Yacht buyers will continue to benefit from a loophole that allows them to avoid sales tax on their boats, after Republicans in the Assembly blocked an effort to close it Tuesday.
The vote came hours after Gov. Arnold Schwarzenegger asked state agencies to consider freezing hiring for nonessential workers and to make reductions in their travel and public outreach budgets to save $100 million.
Closing the tax loophole -- "sloophole," as it has come to be known by Democrats -- takes a two-thirds majority vote in each house of the Legislature, which requires some Republicans to get on board.
Not enough of them did Tuesday, so on a 47-18 vote by the 80-member Assembly, the move to scuttle the tax benefit failed.
Last week, lawmakers voted to cut schools, healthcare and welfare programs by $2 billion.
"It is unconscionable to cut education and welfare while not closing this loophole," said Assembly Budget Committee Chairman John Laird (D-Santa Cruz). "Everyone needs to be part of a budget solution, including yacht owners."
Republicans, who say forcing yacht buyers to pay the tax would drive jobs out of California, called the proposal "political gamesmanship" that would do little to close the state's multibillion-dollar deficit.
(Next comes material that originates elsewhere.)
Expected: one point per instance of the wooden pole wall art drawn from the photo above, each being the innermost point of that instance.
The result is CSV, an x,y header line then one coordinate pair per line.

"Let's focus on the real budget, the real problems and what we have to do," said the Assembly's Republican leader, Mike Villines of Clovis.
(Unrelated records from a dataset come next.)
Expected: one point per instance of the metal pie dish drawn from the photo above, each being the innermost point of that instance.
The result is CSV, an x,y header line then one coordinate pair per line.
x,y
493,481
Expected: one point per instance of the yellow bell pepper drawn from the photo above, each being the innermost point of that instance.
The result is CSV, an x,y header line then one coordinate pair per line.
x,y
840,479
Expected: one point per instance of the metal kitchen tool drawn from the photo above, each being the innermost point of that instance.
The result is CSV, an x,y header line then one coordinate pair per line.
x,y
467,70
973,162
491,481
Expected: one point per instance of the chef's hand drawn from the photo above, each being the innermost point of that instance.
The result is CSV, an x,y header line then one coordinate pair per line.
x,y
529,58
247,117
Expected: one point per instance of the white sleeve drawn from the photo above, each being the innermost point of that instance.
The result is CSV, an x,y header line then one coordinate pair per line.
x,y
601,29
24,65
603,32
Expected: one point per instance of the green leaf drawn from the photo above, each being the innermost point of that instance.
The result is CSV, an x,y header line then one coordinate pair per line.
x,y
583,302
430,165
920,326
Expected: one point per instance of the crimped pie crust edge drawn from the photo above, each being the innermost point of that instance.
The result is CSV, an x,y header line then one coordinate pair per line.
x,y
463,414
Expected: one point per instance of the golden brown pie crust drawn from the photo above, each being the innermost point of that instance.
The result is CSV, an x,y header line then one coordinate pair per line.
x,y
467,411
In a news conference earlier in the day, Schwarzenegger called on lawmakers to end the tax break, which applies to buyers of yachts, airplanes and luxury RVs if they keep their newly purchased vessels out of state for 90 days.
The governor also announced the $100-million administrative cut, which will do little to reduce the state's projected deficit of $14.5 billion.
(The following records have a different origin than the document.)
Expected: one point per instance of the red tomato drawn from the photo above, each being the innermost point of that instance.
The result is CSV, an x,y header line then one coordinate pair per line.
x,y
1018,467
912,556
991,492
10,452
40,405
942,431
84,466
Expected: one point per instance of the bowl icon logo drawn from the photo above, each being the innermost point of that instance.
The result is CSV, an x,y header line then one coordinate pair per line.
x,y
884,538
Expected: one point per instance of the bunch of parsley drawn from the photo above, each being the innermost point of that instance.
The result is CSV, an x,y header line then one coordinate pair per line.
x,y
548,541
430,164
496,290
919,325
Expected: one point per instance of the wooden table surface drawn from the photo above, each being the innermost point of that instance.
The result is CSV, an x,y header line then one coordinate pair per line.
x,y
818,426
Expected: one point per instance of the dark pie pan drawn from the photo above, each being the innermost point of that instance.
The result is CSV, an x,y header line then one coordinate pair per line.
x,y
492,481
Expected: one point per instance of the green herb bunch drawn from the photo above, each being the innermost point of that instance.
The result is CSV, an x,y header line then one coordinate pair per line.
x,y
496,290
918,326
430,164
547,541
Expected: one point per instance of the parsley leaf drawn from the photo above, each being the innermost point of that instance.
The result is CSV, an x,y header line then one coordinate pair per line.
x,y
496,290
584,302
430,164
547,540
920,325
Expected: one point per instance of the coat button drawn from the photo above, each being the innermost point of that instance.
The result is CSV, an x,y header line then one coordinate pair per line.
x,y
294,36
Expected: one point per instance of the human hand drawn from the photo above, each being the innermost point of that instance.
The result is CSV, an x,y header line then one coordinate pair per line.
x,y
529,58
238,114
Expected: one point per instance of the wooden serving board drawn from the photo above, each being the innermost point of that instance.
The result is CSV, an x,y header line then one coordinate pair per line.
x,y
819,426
And Schwarzenegger used the occasion to call on lawmakers to finalize their plan for closing the budget gap within the next month instead of waiting until the July deadline for passing a budget.
"There are some people in this building that think that if they can wait and wait, and push it to the end, that that will get us into bigger financial difficulties and challenges, that that will make us then raise taxes," he said. "But they're making a big mistake. There will be no raising taxes."
Assembly Speaker Fabian Nunez (D-Los Angeles) called the request to complete the budget within a month "unreasonable" and waved off the governor's refusal to consider taxes.
"Democrats have a very different point of view," he said. "I respect the governor, but I don't share the same values he has."